I am new on this list and I did not find a solution to our problem in the mailing list’s archive, sorry I have overlooked something.

We have just started using RT and are generally quite happy with our setup. We provide a web interface for one support queue that generates tickets, this works well. However, we occasionally want to open a case based on a mail we have received from a user (who does not have an RT account).

Forwarding the mail to RT works but the content of tickets generated in this way is awkward to read due to the indentations (quoted text). “Redirecting” the mail (an option of our mail client) yields a properly formatted mail, also it sets the original author as requestor - which we find useful. Unfortunately, it requires that “everybody” needs to have the right to create tickets.
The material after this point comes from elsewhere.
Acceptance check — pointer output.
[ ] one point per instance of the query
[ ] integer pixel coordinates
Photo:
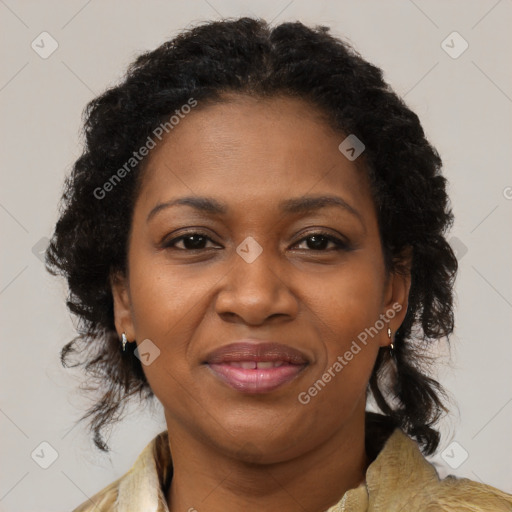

Is it possible to work around this problem, e.g. have RT check that the redirected mail was originally sent to one of RT’s regular users?

Many thanks in advance for any help with this,
Stefan
Dr. Stefan Vollmar, Dipl.-Phys.
Head of IT group
Max-Planck-Institut für neurologische Forschung
Gleuelerstr. 50, 50931 Köln, Germany
Tel.: +49-221-4726-213 FAX +49-221-4726-298
Tel.: +49-221-478-5713 Mobile: 0160-93874279
Email: vollmar@nf.mpg.de http://www.nf.mpg.de

smime.p7s (4.31 KB)

Hi,

Welcome to the list :slight_smile:

In general, an unprivileged user needs “create” rights on the incoming
queue (the one where RT mail is send to).
This is the best way to have e-mail from non users to be received/created
by RT.

After that your regular users are then required to send e-mail to your RT
address and it should all be good.

However, there are moments where e-mail gets send to a personal e-mail
address where it should have gone into RT (or something like that). In
those cases the best way that we’ve found is to redirect the specific
e-mail to RT’s e-mail address. That way RT will receive the mail as if it
was initially meant for RT and the original requestor gets an AutoReply
with his/her ticket number.

This redirect feature is something most e-mail clients support, for
ThunderBird you need this plugin (
https://addons.mozilla.org/en-US/thunderbird/addon/mail-redirect/ ). With
Apple’s mail client it’s a button which you can add to your interface
(feature is build in, you can see it in the menu under Message →
Redirect). And last but not least, for MS Outlook you’ll have to use the
option “Resend e-mail/message” ( some more info:
http://email.about.com/od/outlooktips/qt/et_redirect.htm ).

Doing the redirect instead of a forward makes sure that the original e-mail
stays in tact, the requestor is set to the person initially sending the
e-mail, and the requestor will receive an AutoReply with his/her ticket
number for future reference.

For as far as I know this is the cleanest way of achieving this.